There are multiple kinds of CNNs you can use depending on your problem.

Different types of CNNs

1D CNN: With these, the CNN kernel moves in one direction. 1D CNNs are usually used on time-series data.

2D CNN: These kinds of CNN kernels move in two directions. You'll see these used with image labelling and processing.

3D CNN: This kind of CNN has a kernel that moves in three directions. With this type of CNN, researchers use them on 3D images like CT scans and MRIs.

In most cases, you'll see 2D CNNs because those are commonly associated with image data. Here are some of the applications that you might see CNNs used for.

Recognize images with little preprocessing
Recognize different hand-writing
Computer vision applications
Used in banking to read digits on checks
Used in postal services to read zip codes on an envelope

An Example of a CNN in Python

As an example of using a CNN on a real problem, we’re going to identify some handwritten numbers using the MNIST data set.

The first thing we do is define the CNN model. Next we separate our training and test data. Lastly, we use the training data to train the model and test that model using the test data.

from keras import layers
from keras import models
from keras.datasets import mnist
from keras.utils import to_categorical

# Define the CNN model
model = models.Sequential()

model.add(layers.Conv2D(32, (5,5), activation='relu', input_shape=(28, 28,1)))
model.add(layers.MaxPooling2D((2, 2)))

model.add(layers.Conv2D(64, (5, 5), activation='relu'))
model.add(layers.MaxPooling2D((2, 2)))

model.add(layers.Flatten())
model.add(layers.Dense(10, activation='softmax'))

model.summary()

# Split the data into training and test sets
(train_images, train_labels), (test_images, test_labels) = mnist.load_data()

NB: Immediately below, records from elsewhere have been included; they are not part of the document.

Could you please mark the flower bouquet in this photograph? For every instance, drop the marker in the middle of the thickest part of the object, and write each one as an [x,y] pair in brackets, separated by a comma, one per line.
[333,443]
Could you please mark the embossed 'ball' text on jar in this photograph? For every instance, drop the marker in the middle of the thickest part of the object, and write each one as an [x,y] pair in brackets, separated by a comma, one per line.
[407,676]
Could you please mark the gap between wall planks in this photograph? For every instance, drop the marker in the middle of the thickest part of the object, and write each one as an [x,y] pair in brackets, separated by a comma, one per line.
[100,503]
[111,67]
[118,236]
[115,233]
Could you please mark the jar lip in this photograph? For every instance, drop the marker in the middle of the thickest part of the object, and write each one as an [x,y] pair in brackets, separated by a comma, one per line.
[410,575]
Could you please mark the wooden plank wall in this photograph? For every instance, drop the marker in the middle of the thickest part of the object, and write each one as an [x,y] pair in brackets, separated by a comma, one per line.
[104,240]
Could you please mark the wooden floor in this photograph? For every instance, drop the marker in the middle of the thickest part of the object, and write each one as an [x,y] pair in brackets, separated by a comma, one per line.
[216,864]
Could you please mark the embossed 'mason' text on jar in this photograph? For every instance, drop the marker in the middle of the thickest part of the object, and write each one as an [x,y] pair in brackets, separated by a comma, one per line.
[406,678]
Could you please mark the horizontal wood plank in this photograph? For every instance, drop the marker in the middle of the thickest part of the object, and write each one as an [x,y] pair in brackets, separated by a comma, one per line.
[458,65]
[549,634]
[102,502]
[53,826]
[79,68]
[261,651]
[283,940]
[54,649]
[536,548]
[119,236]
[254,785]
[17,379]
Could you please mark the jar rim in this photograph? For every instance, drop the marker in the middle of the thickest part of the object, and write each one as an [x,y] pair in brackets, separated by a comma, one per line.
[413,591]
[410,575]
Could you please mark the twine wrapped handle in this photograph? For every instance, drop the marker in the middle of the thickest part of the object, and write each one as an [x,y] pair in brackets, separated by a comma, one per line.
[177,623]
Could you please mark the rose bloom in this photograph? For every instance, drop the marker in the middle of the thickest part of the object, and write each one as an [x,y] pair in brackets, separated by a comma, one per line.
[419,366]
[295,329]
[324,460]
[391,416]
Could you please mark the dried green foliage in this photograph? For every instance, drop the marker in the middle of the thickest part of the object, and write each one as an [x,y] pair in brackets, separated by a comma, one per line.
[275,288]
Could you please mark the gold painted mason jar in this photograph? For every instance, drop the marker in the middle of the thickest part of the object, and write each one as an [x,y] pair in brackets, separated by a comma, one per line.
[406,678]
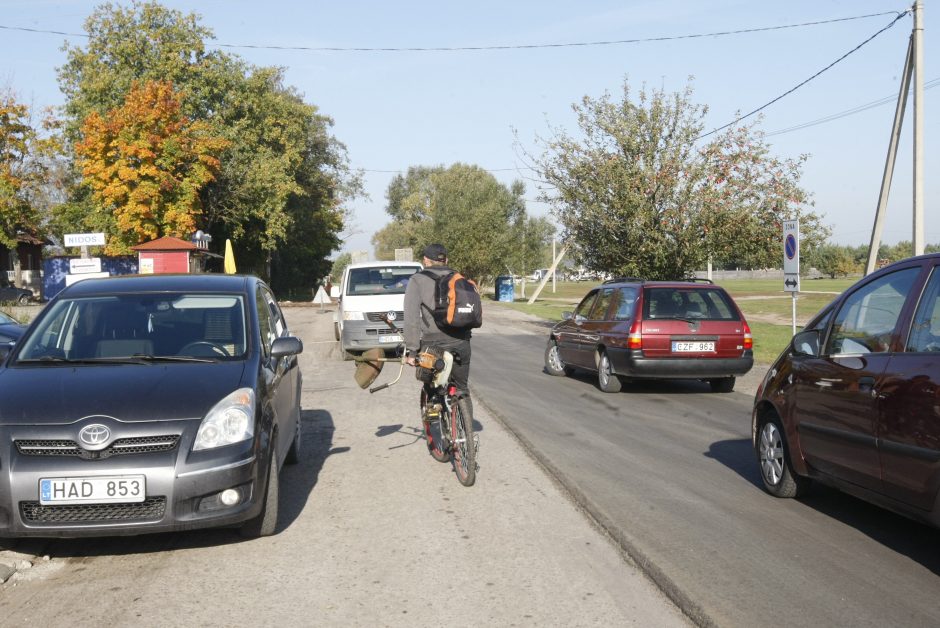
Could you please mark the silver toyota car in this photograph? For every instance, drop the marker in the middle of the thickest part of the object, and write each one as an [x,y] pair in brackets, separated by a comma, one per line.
[149,404]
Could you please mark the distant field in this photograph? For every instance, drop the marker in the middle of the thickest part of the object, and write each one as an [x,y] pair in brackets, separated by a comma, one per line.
[767,307]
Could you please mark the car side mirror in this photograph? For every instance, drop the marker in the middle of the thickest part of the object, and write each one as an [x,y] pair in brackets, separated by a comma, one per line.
[286,345]
[806,343]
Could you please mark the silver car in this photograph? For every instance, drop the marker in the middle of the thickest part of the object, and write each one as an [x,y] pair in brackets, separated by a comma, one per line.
[149,404]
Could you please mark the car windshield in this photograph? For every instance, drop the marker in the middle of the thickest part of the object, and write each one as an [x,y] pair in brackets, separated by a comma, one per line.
[379,280]
[171,326]
[694,303]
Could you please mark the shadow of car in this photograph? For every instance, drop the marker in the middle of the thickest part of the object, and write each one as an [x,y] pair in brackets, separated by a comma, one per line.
[149,404]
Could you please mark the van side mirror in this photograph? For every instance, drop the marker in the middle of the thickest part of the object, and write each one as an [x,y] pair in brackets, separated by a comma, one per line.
[806,343]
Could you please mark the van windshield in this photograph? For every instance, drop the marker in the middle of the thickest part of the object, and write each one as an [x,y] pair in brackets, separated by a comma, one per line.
[379,280]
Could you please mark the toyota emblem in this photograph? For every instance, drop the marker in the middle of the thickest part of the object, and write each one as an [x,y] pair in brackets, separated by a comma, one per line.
[94,435]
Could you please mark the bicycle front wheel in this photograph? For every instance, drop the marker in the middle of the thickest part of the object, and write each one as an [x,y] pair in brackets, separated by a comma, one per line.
[432,432]
[463,444]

train_images = train_images.reshape((60000, 28, 28, 1))
train_images = train_images.astype('float32') / 255

test_images = test_images.reshape((10000, 28, 28, 1))
test_images = test_images.astype('float32') / 255

train_labels = to_categorical(train_labels)
test_labels = to_categorical(test_labels)

# Use the training data to train the model
model.compile(loss='categorical_crossentropy',
              optimizer='sgd',
              metrics=['accuracy'])

model.fit(train_images, train_labels,
          batch_size=100,
          epochs=5,
          verbose=1)

# Test the model's accuracy with the test data
test_loss, test_acc = model.evaluate(test_images, test_labels)

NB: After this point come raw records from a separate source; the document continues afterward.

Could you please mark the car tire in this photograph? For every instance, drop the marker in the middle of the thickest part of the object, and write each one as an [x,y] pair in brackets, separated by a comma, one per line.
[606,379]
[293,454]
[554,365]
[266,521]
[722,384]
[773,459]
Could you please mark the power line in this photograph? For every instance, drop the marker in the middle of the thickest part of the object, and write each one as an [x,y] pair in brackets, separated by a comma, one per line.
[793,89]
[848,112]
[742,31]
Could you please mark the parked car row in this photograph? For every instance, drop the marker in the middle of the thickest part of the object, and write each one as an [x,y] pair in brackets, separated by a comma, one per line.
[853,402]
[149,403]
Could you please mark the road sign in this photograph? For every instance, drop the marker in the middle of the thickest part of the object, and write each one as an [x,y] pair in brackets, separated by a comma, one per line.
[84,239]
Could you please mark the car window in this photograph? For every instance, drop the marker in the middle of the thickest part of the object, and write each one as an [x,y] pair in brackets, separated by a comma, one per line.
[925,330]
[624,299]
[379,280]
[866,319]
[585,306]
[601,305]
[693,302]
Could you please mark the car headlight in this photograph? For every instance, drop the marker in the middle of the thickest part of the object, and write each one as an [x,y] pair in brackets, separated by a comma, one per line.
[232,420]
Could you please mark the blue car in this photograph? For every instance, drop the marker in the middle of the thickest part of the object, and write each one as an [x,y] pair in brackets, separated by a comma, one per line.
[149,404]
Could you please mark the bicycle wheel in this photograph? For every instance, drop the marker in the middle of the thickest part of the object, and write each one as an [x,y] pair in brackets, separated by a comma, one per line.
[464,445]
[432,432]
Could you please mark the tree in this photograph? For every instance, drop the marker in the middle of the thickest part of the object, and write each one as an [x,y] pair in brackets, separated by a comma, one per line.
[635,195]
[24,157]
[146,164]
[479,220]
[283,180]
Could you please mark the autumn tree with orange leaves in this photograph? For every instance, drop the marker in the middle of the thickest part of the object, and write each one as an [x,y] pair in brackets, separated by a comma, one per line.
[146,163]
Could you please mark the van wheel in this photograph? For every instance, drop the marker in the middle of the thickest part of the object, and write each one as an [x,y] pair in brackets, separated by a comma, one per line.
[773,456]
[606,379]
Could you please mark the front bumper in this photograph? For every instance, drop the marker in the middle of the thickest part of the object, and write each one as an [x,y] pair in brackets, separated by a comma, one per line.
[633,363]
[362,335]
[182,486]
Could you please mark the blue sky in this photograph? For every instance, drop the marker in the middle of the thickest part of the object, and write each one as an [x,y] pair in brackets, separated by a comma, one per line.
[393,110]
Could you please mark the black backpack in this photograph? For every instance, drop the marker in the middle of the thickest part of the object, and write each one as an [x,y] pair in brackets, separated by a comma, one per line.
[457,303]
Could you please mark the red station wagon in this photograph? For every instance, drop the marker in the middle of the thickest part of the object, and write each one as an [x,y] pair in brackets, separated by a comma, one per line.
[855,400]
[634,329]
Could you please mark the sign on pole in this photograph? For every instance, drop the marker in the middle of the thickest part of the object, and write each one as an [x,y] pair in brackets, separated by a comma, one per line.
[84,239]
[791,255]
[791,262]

print('Test accuracy:', test_acc)

Conclusion

Convolutional neural networks are multi-layer neural networks that are really good at getting the features out of data. They work well with images and they don't need a lot of pre-processing.

Using convolutions and pooling to reduce an image to its basic features, you can identify images correctly.

It's easier to train CNN models with fewer initial parameters than with other kinds of neural networks. You won't need a huge number of hidden layers because the convolutions will be able to handle a lot of the hidden layer discovery for you.

One of the cool things about CNNs is the number of complex problems they can be applied to. From self-driving cars to detecting diabetes, CNNs can process this kind of data and provide accurate predictions.